Exchanges with Elder Young

Just a random kid we befriended at the library
MIRACLES DO EXIST!
Alright everyone. Sorry I did not write a weekly or email anyone this past week. We changed our pday to today because we got to go to the temple!!!! What's a time.
But I appreciate all the emails that I received, what saints you are. But man these past 2 weeks have been ~good~
I'm trying to think of things from last week but I can't so I'll just say a little from this week.
We had zone conference on Wednesday and that was awesome. I got to see all of the buds and chat a little. My companion continued to ask me after zone conference "how do so many people know who you are?".... Speaking of companions I got some quotes from him this week
"Dude I have this one cologne that is too dangerous for the mission" "why" "because it makes me indenialable, the ladies can't resist, it takes away their agency"
Me to Elder Lindstrom "dude isn't It cool that we hold the priesthood, like the exact same authority that Jesus christ had and performed all those miracles and Moses parted the red sea and Jesus created the earth" Elder Lindstrom to me "yeah the same authority that the hermanas don't have"
Elder Lindstrom "I think I just peed a little"
Elder Lindstrom "Me and the S word have a bad relationship, he's so clever and sometimes he just slyly puts himself in my mouth"
Elder Lindstrom "I like the khakies and the green tie.......... It's sexy"
Okay I got plenty but I don't want to annoy you with a really long weekly email.
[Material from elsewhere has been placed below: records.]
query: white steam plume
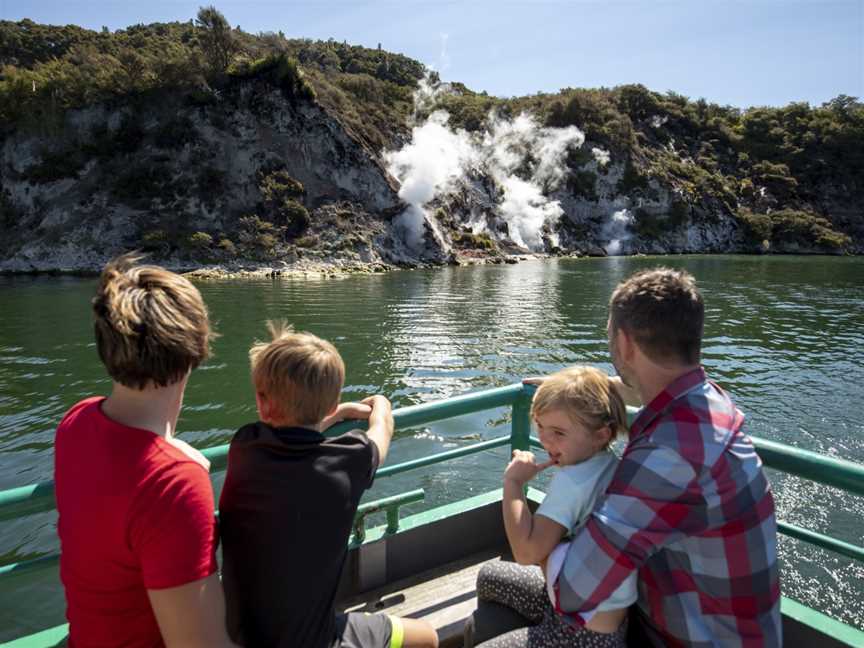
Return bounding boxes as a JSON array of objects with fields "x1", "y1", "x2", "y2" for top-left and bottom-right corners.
[
  {"x1": 603, "y1": 209, "x2": 633, "y2": 256},
  {"x1": 384, "y1": 110, "x2": 476, "y2": 247},
  {"x1": 384, "y1": 79, "x2": 585, "y2": 252}
]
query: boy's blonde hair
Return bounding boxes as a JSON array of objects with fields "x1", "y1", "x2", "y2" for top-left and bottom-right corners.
[
  {"x1": 92, "y1": 252, "x2": 212, "y2": 390},
  {"x1": 249, "y1": 321, "x2": 345, "y2": 426},
  {"x1": 531, "y1": 366, "x2": 628, "y2": 449}
]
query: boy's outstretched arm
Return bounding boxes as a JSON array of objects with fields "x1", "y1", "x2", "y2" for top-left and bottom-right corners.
[
  {"x1": 362, "y1": 395, "x2": 394, "y2": 463},
  {"x1": 502, "y1": 450, "x2": 565, "y2": 566}
]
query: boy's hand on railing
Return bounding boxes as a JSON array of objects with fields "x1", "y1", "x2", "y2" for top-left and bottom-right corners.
[
  {"x1": 522, "y1": 376, "x2": 548, "y2": 386},
  {"x1": 363, "y1": 395, "x2": 394, "y2": 463},
  {"x1": 504, "y1": 450, "x2": 554, "y2": 486},
  {"x1": 319, "y1": 401, "x2": 373, "y2": 431},
  {"x1": 363, "y1": 395, "x2": 393, "y2": 426}
]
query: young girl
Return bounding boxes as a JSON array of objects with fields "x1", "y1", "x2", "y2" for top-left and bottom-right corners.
[{"x1": 474, "y1": 366, "x2": 635, "y2": 648}]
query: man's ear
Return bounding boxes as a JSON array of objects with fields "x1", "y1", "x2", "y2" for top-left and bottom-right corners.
[{"x1": 616, "y1": 327, "x2": 637, "y2": 363}]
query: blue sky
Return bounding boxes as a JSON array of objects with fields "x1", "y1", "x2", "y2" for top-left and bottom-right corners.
[{"x1": 3, "y1": 1, "x2": 862, "y2": 108}]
I asked prez dawg what was gunna happen with me to see if I should get comfy in this area for the rest of my mission and his words were "I'm still not sure what to do with you"
Also at zone conference I needed to ask permission to go to this guy's restaurant and get free food because he's a dope dude... And it's out of our area by like 30 min... So I attempt to ask prez dawg at zone conference and he says "what is your missionary purpose" and he stumped me... I had nothing... And he said "do you have a missionary purpose?" and I said "uhh president have you ever had Mexican food before, and it's free" and he said with a slight grin on his face "yeah you are good to go" and proceeded to pat me On the back.... What a guy
Also sorry this is getting out of hand but I got another story. My weekly on Monday will be spiritual. So yesterday we go to the restaurant to eat but my man Dino isn't there. He is the owner of this restaurant so we are like freak we gotta pay now... But I had the faith. Elder Lindstrom only got like 3 tacos of the cheap meat but I get four tacos. 2 fish, 1 tongue, 1 intestines with horchata... I'm going all out because I have faith that a miracle will happen. And we go to pay after eating. And the lady at the register says in her broken English. "my brother, DINO, just called and apologizes that he couldn't be here, but he said you guys eat for free so have a good night" MIRACLES DO EXIST!
Alright everyone. It's a been a week and I will make the one on Monday more spiritual for your well being.